Protection of cattle from Culicoides spp. in Australia by shelter and chemical treatments.

Trials were conducted in three regions of Australia to investigate the potential for improvised shelters and chemical treatments to reduce feeding by Culicoides on cattle and thereby minimise the risk of bluetongue transmission during transport of cattle to ports. Various designs and combinations of roofs and walls were placed around penned cattle. Chemical treatments were applied to other penned cattle. Culicoides were collected from the cattle by vacuum samplers or by light traps in the pens. Roofs alone did not consistently reduce the numbers of Culicoides brevitarsis or C. fulvus and increased the numbers of C. actoni collected. Walls alone reduced the numbers of C. wadai but not C. brevitarsis. Roofs and walls in combination reduced the numbers of C. brevitarsis and C. wadai. The chemical treatments 'Flyaway' (a blend of repellents) and fenvalerate reduced the numbers of C. brevitarsis and C. wadai up to 52 h post treatment.

Excretion of bluetongue virus in cattle semen: a feature of laboratory-adapted virus.

A series of experiments was conducted over a period of four years and involved both young (2-4 years) and old bulls (5-15 years) that were both naturally and experimentally infected with bluetongue virus (BTV). Several different virus serotypes were studied. In the Northern Territory, young bulls were exposed to natural infection with BTV over three wet seasons. During this time, bulls were infected with BTV-1, BTV-3, BTV-16 and BTV-20. In New South Wales, semen samples were examined from a large group of bulls of mixed ages that were naturally infected with BTV-1. Experimental infections in both young and old bulls (5-8 animals per group) employed both 'wild-type' and laboratory-adapted viruses from serotypes 1 and 23. A total of 41 bulls were included in the studies of natural BTV infection and 52 bulls in experimental infections. There was no evidence of BTV in any of the semen samples collected from naturally infected bulls or experimentally infected young bulls. BTV was detected intermittently in semen from a number of old bulls infected with both laboratory-adapted BTV-1 and BTV-23. These detections occurred during or immediately after the period of detectable viraemia. Virus was also detected in a few semen samples from very old bulls infected with 'wild-type' BTV-23. These samples were collected during the period of viraemia and there was usually evidence of blood in the semen. Viraemia varied in duration between 17 and 38 days. Following immunosuppression, there was no evidence of resurgence of viraemia, or excretion of virus in semen, even in animals in which virus had been previously detected in semen. When the bulls were slaughtered, virus was not detected in any tissues.

Studies on the epidemiology of bluetongue virus in China.

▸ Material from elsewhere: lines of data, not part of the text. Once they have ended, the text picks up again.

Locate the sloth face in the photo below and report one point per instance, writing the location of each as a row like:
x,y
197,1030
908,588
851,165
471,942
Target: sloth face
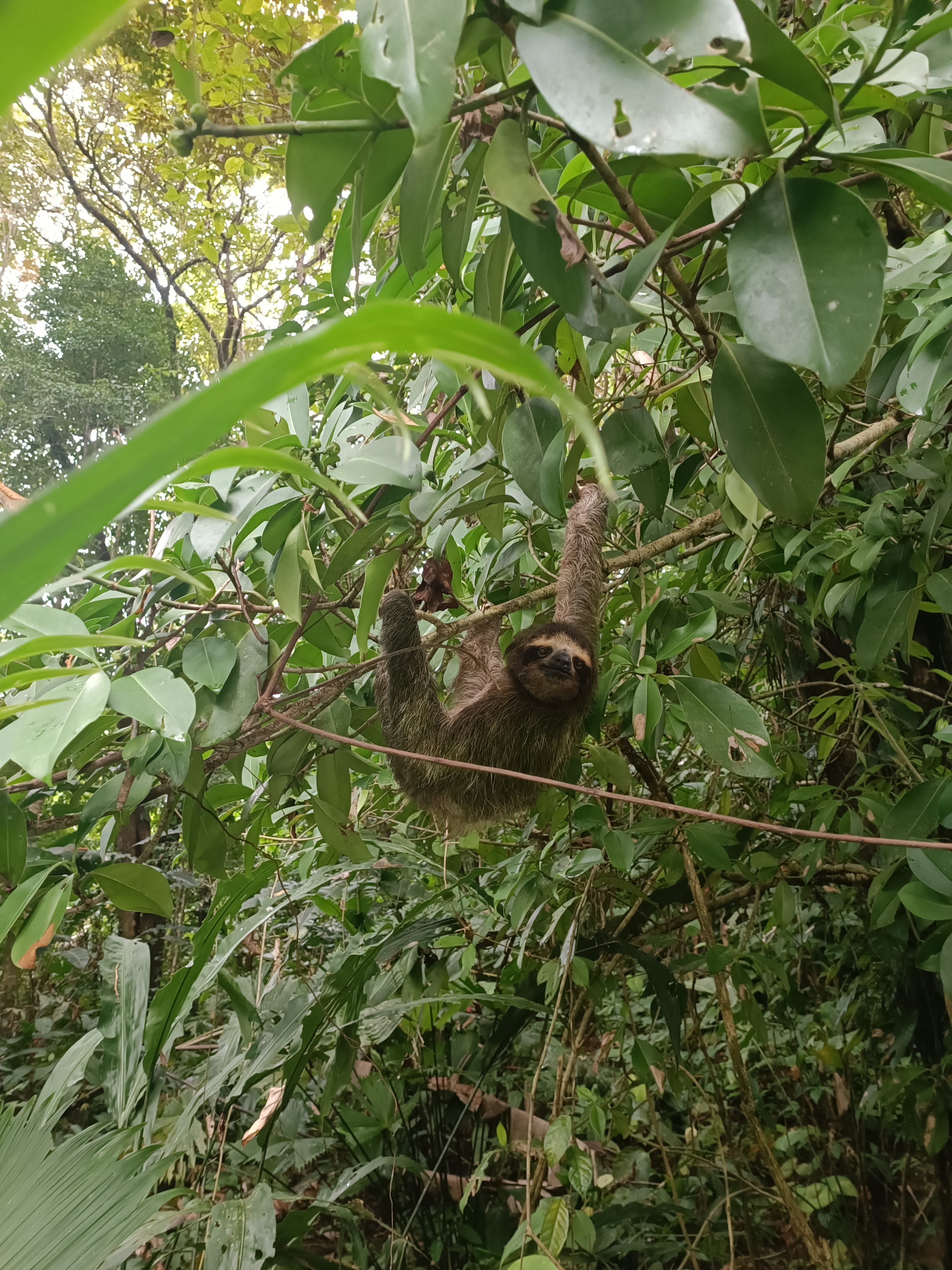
x,y
553,665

Sentinel herds of large ruminants were established at five centres in Yunnan Province, Peoples Republic of China, between 1995 and 1997. The application of a sensitive antigen capture ELISA to facilitate virus isolation procedures led to the isolation of 108 strains of bluetongue (BLU) virus. Serotypes isolated included types 1, 2, 3, 4, 9, 11, 12, 15, 16, 21 and 23. Virus transmission occurred over a period of 1-3 months at each of the four positive sites, giving an overall BLU virus transmission period for the province of 5 months, from early June to early November. The greatest level of transmission took place in July and August. The duration of viraemia in individual animals varied from 1 to 7 weeks, with a mean calculated for each serotype between 6 and 20 days. The study represents the first detailed investigation of the epidemiology of BLU in China utilizing sentinel herds.